Day two of Outside Lands proved to be one hell of a time. The crowd was much more chill and the park grounds were not as heavily congested as yesterday, which made for an all around enjoyable experience. The weather was once again overcast and quite foggy, sending a chilling wind at us from time to time, but that wasn’t about to make any of us call it quits.

All day there was a steady flow of people coming in and out of the festival grounds. The extra space found today allowed for people to get to all their shows on time and also enjoy the local festivities. Outside Lands featured a wide array of activities that individually represented a particular aspect native to California. Wine Haven was just one of many and it welcomed attendees in to taste test local wines and learn a little bit about the wine making process. Another cool place to check out was the Crowdfire tent. Not only did it provide warmth, but it featured DJs spinning, photo booths that made you look like a rock star, and a guitar hero contest. Anyways, on to the music!

First things first, I met up with Peter Bauer of The Walkmen for an interview, which you can read up about later on our site. Shortly after, Outside Lands 1st press conference began with a special acoustic performance from Carney. They played just one song, fresh off their new album, which should be hitting record stores quite soon. After they cleared the stage, the conference began; giving us writers the opportunity to question some of the artists playing at the festival and even get their autographs! Some of the featured performers today were Les Claypool, Kaki King, and Two Gallants.


At around 3:00 p.m. Liars started playing at the Panhandle Stage. Unfortunately, the band’s weird, broody music didn’t quite fit the scene. People were looking for something with a bit more oomph, and Liars just wasn’t handing it out. It seemed like Liars was better suited for a darker concert venue that could provide the audience with some lighting or images; adding character and meaning to the music. Instead of staying for the entire set, many people got up and started heading over to the main stage, where Galactic City Soul Crew was playing.

Later on, the hilariously charming Nellie McKay approached the Panhandle Stage. Although she seemed quite shy at first, sheepishly mumbling “Thank You” into the microphone, McKay loosened up pretty quickly. The more she sang, the more confidence she acquired, as the crowd cheered her on and laughed at her comedic lyrics. McKay gave us quite the show while making silly voices and noises during her songs, attempting to play the parts of an entire band. During “Mother of Pearl” she stopped for a few goofy dance breaks and the crowd participated with her, oddly enough. Announcing later the encouraging words she heard from her mother this morning, McKay confessed that she was told to “just dis everybody, except Ralph Nader,” which she did a pretty good job of. Whether impersonating dogs or politicians, McKay gave her audience a quirky experience to remember.

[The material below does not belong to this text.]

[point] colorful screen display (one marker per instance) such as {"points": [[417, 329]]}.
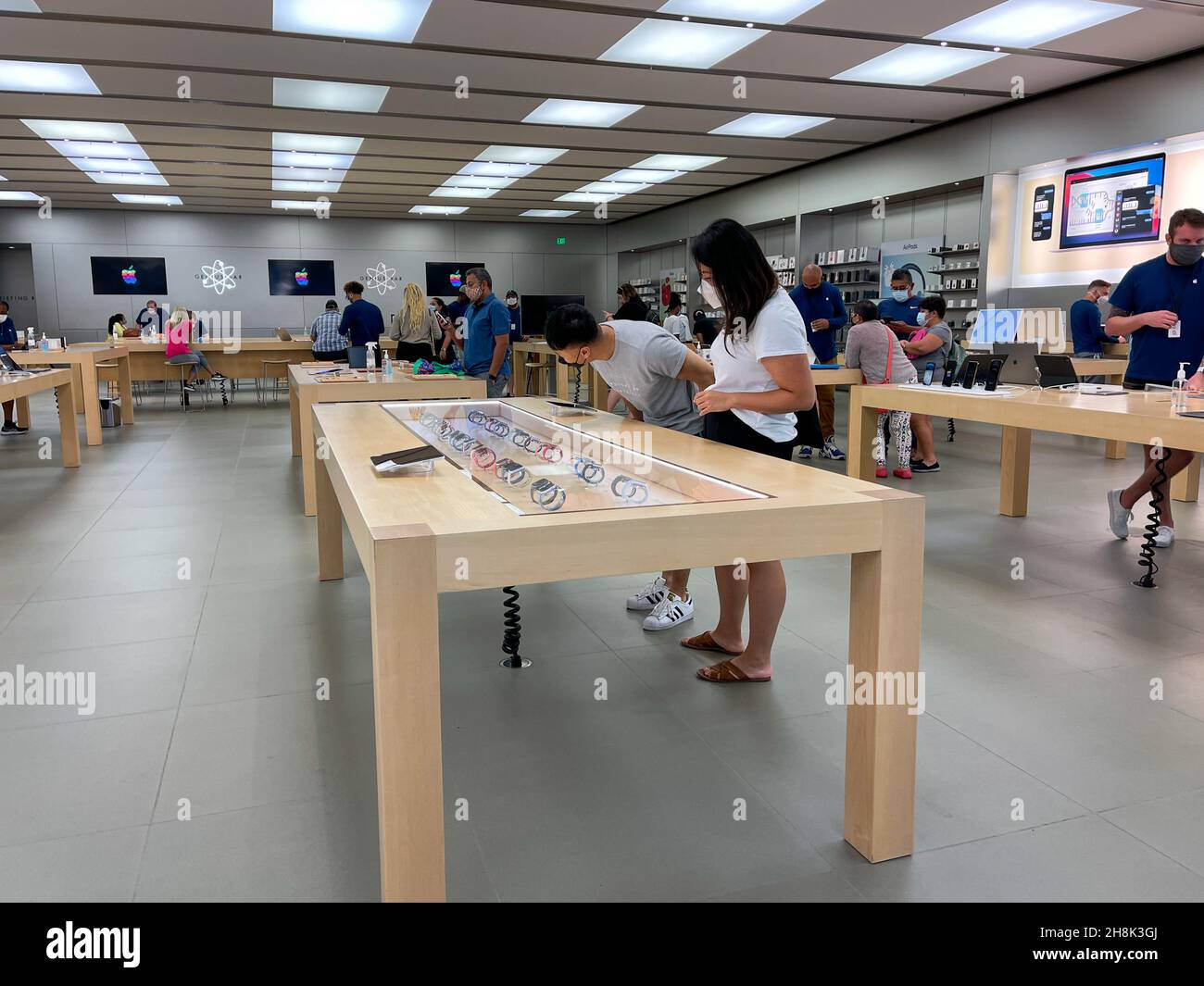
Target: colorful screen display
{"points": [[1116, 203], [301, 277]]}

Next up was Regina Spektor who calmly took over the Sutro Stage. Clad in a dark green outfit, the gigantic mountain landscape behind Spektor, made her appear as a tiny part of the vast landscape. Spektor approached her grand piano with grace and poise and let her fingers take the lead. She pulled in quite a crowd. Everyone simply wanted to hear the charming melodies that she so beautifully sings as they sat down for a moment to eat some lunch.


The Walkmen proved to be the best show yet at the festival. The band played a set of songs mostly from their latest album You & Me, which was to be expected. Leithauser’s vocals seemed a bit scratchier live and you could tell he was putting some serious strain on his vocal chords. The only negative aspect of the performance was the volume of the speakers. Since it was obnoxiously loud, it was hard to not cringe when the band created high pitched effects on the organ and guitar. Through and through it was great to hear the spacey harmonies and dreamy organ melodies in person on songs like “Canadian Girl,” “Red Moon” and “In the New Year.”

Nearby, the funky bass driven Primus started up at the Twin Peaks Stage. The crowd here was just insane. Everyone was head banging and thrashing around to the band’s metal sound and heavy drum beats. Primus created a whole new vibe for the festival. The intense energy of the band was well illustrated through wild bass solos and wacky voice-overs in songs like “John the Fisherman.” Primus had an interesting stage set up with lights and two oddly placed enormous spacemen behind them. Their performance was extended a bit to keep the crowd happy, but forced many to make a decision between them and Tom Petty & the Heartbreakers. In fact, their performance cut into the evening’s main event by a good two or three songs.

Primus wasn’t the best lead-up to Tom Petty & the Heartbreakers, but I got the feeling that it wasn’t everyone’s scene either. Soon enough, a majority of the people cleared out from the Primus stage a bit early and began to make the long trek towards the main stage.